Nixon-Era Law Invoked by Obama on Climate Unsettles Industry

Mark Drajem, ©2013 Bloomberg News

Published 6:09 am, Monday, March 18, 2013

March 15 (Bloomberg) -- President Barack Obama is preparing to tell all federal agencies for the first time that they have to consider the impact on global warming before approving major projects, from pipelines to highways.

The result could be significant delays for natural gas- export facilities, ports for coal sales to Asia, and even new forest roads, industry lobbyists warn.

“It’s got us very freaked out,” said Ross Eisenberg, vice president of the National Association of Manufacturers, a Washington-based group that represents 11,000 companies such as Exxon-Mobil Corp. and Southern Co. The standards, which constitute guidance for agencies and not new regulations, are set to be issued in the coming weeks, according to lawyers briefed by administration officials.

In taking the step, Obama would be fulfilling a vow to act alone in the face of a Republican-run House of Representatives unwilling to pass measures limiting greenhouse gases.
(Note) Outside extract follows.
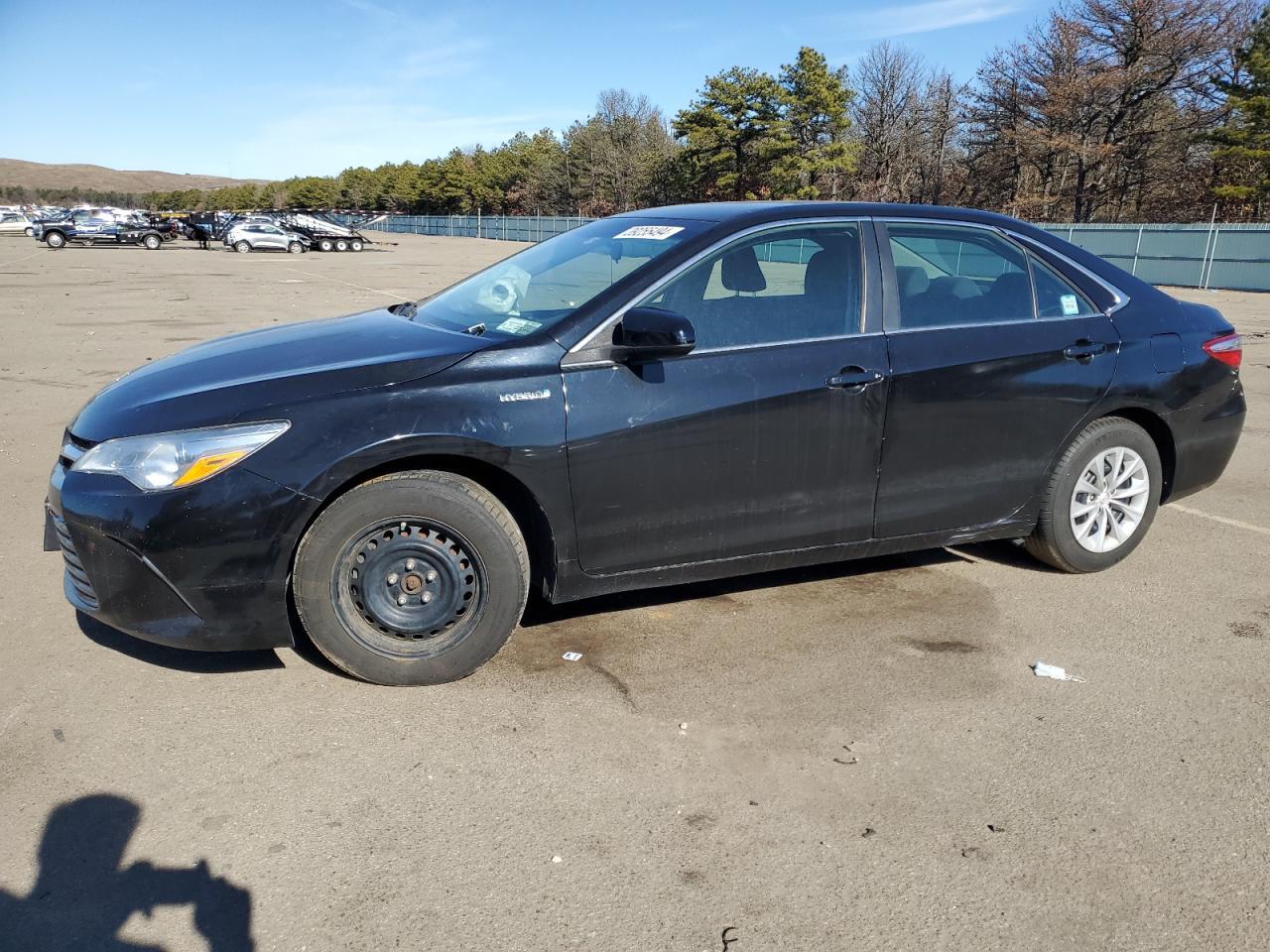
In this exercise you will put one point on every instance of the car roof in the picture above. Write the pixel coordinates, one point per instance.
(757, 212)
He’d expand a Nixon-era law that was intended to force agencies to assess the effect of projects on air, water and soil pollution.

“If Congress won’t act soon to protect future generations, I will,” Obama said last month during his State of the Union address. He pledged executive actions “to reduce pollution, prepare our communities for the consequences of climate change, and speed the transition to more sustainable sources of energy.”
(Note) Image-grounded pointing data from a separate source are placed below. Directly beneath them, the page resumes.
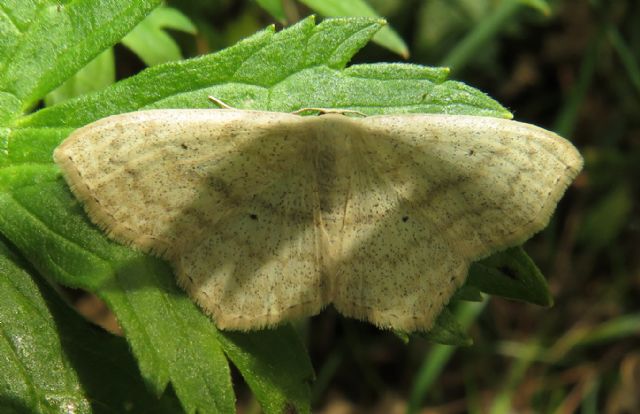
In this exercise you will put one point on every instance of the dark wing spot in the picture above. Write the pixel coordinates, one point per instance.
(509, 272)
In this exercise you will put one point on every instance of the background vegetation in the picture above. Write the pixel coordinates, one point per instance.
(571, 66)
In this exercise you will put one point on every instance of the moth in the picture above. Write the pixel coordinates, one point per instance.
(268, 216)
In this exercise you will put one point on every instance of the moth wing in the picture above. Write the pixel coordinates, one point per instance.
(430, 195)
(226, 196)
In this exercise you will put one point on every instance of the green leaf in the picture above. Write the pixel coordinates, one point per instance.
(98, 74)
(386, 37)
(447, 330)
(511, 274)
(274, 8)
(541, 5)
(467, 293)
(35, 374)
(149, 41)
(33, 314)
(50, 41)
(270, 374)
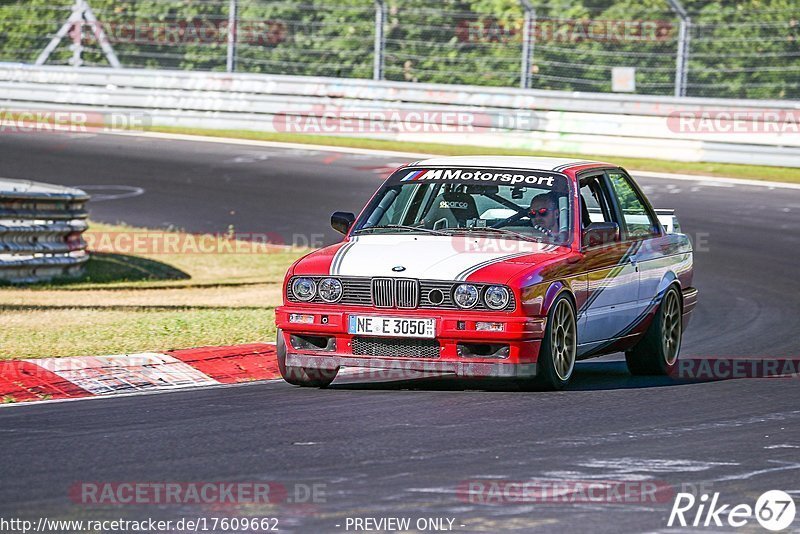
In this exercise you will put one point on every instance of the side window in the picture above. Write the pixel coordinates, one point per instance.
(594, 202)
(638, 222)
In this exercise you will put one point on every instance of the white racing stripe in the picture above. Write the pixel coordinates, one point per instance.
(426, 257)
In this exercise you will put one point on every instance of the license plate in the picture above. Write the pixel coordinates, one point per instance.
(371, 325)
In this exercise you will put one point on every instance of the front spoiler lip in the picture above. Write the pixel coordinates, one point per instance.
(463, 369)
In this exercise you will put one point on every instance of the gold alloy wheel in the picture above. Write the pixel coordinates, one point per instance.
(563, 340)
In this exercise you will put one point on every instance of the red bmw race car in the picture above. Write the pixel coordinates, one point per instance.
(507, 267)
The president is scheduled to deliver a speech on energy today outside Chicago.

Long Delays

While some U.S. agencies already take climate change into account when assessing projects, the new guidelines would apply across-the-board to all federal reviews. Industry lobbyists say they worry that projects could be tied up in lawsuits or administrative delays.

For example, Ambre Energy Ltd. is seeking a permit from the Army Corps of Engineers to build a coal-export facility at the Port of Morrow in Oregon. Under existing rules, officials weighing approval would consider whether ships in the port would foul the water or generate air pollution locally. The Environmental Protection Agency and activist groups say that review should be broadened to account for the greenhouse gases emitted when exported coal is burned in power plants in Asia.

Similar analyses could be made for the oil sands that would be transported in TransCanada Corp.’s Keystone XL pipeline, and leases to drill for oil, gas and coal on federal lands, such as those for Arch Coal Inc. and Peabody Energy Corp.

Targeting Keystone

If the new White House guidance is structured correctly, it will require just those kinds of lifecycle reviews, said Bill Snape, senior counsel at the Center for Biological Diversity in Washington. The environmental group has sued to press for this approach, and Snape says lawsuits along this line are certain if the administration approves the Keystone pipeline, which would transport oil from Canada’s tar sands to the U.S. Gulf Coast.

“The real danger is the delays,” said Eisenberg of the manufacturers’ group. “I don’t think the answer is ever going to be ‘no,’ but it can confound things.”

Lawyers and lobbyists are now waiting for the White House’s Council on Environmental Quality to issue the long bottled-up standards for how agencies should address climate change under the National Environmental Policy Act, signed into law by President Richard Nixon in 1970.

NEPA requires federal agencies to consider and publish the environmental impact of their actions before making decisions. Those reviews don’t mandate a specific course of action. They do provide a chance for citizens and environmentalists to weigh in before regulators decide on an action -- and to challenge those reviews in court if it’s cleared.

‘Major Shakeup’

“Each agency currently differs in how their NEPA reviews consider the climate change impacts of projects, as well as how climate change impacts such as extreme weather will affect projects,” Taryn Tuss, a Council on Environmental Quality spokeswoman, said in an e-mail. “CEQ is working to incorporate the public input we received on the draft guidance, and will release updated guidance when it is completed.”

The new standards will be “a major shakeup in how agencies conduct NEPA” reviews, said Brendan Cummings, senior counsel for the Center for Biological Diversity in San Francisco.


The White House is looking at requiring consideration of both the increase in greenhouse gases and a project’s vulnerability to flooding, drought or other extreme weather that might result from global warming, according to an initial proposal it issued in 2010. Those full reports would be required for projects with 25,000 metric tons of carbon dioxide equivalent emissions or more per year, the equivalent of burning about 100 rail cars of coal.